Create an Ethics experience for your team!  

by Dr. Woodie Flowers  WFA 1996

Have a short conversation about how Gracious Professionalism is linked to ethics.  Introduce thinking ahead — how the team/individuals should react to an ethically-complex situation since one or several will likely happen every season.

1) Assign homework for two or three team members to find and read the Code of Ethics for three major professional organizations. Encourage them to pick diverse organizations, but include at least one scientific or engineering society.

 

2) At the next team meeting, report on their research by distributing a typical Code of Ethics. Point out how the ones read were similar.  Point out how the ones read were different.  (presentation should be brief – this issue is not to study others’ codes, but create the team’s own).

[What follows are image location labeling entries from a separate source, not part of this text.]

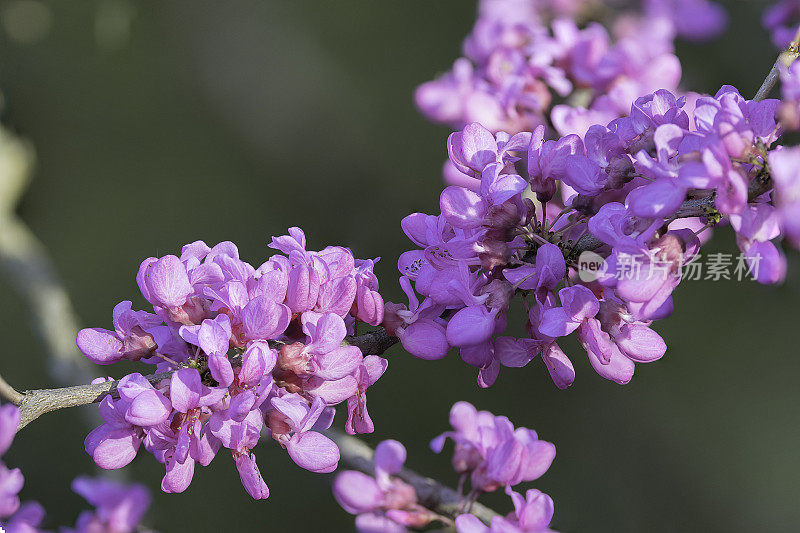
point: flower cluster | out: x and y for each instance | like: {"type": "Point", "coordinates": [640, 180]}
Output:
{"type": "Point", "coordinates": [382, 502]}
{"type": "Point", "coordinates": [249, 350]}
{"type": "Point", "coordinates": [523, 56]}
{"type": "Point", "coordinates": [491, 452]}
{"type": "Point", "coordinates": [488, 450]}
{"type": "Point", "coordinates": [645, 185]}
{"type": "Point", "coordinates": [14, 516]}
{"type": "Point", "coordinates": [118, 508]}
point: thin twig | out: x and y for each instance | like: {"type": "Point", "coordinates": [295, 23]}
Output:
{"type": "Point", "coordinates": [786, 58]}
{"type": "Point", "coordinates": [29, 271]}
{"type": "Point", "coordinates": [431, 494]}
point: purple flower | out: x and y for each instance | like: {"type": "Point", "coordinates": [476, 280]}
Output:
{"type": "Point", "coordinates": [215, 324]}
{"type": "Point", "coordinates": [118, 508]}
{"type": "Point", "coordinates": [382, 502]}
{"type": "Point", "coordinates": [492, 451]}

3) In a less-than-one-hour exercise, have team subgroups of 3 or 4 write codes for team members behaviors toward one another, team behavior in interacting with other teams before competition, team behavior in interaction with other teams in competition, team interaction with society

4) Collect the responses without discussion. Before the next meeting, summarize the codes in each category and give each team member the opportunity to rate the importance of each code statement in a secret ballot. Use a simple rating such as essential – not an issue – not needed.  The “vote” should be after brief discussion – but save the deeper discussion until the results can be seen by the whole team.

A rich exchange may result.

If consensus is reached, have the group voice vote to accept the most popular code entries.  Have the team decide how they would like to publish their code.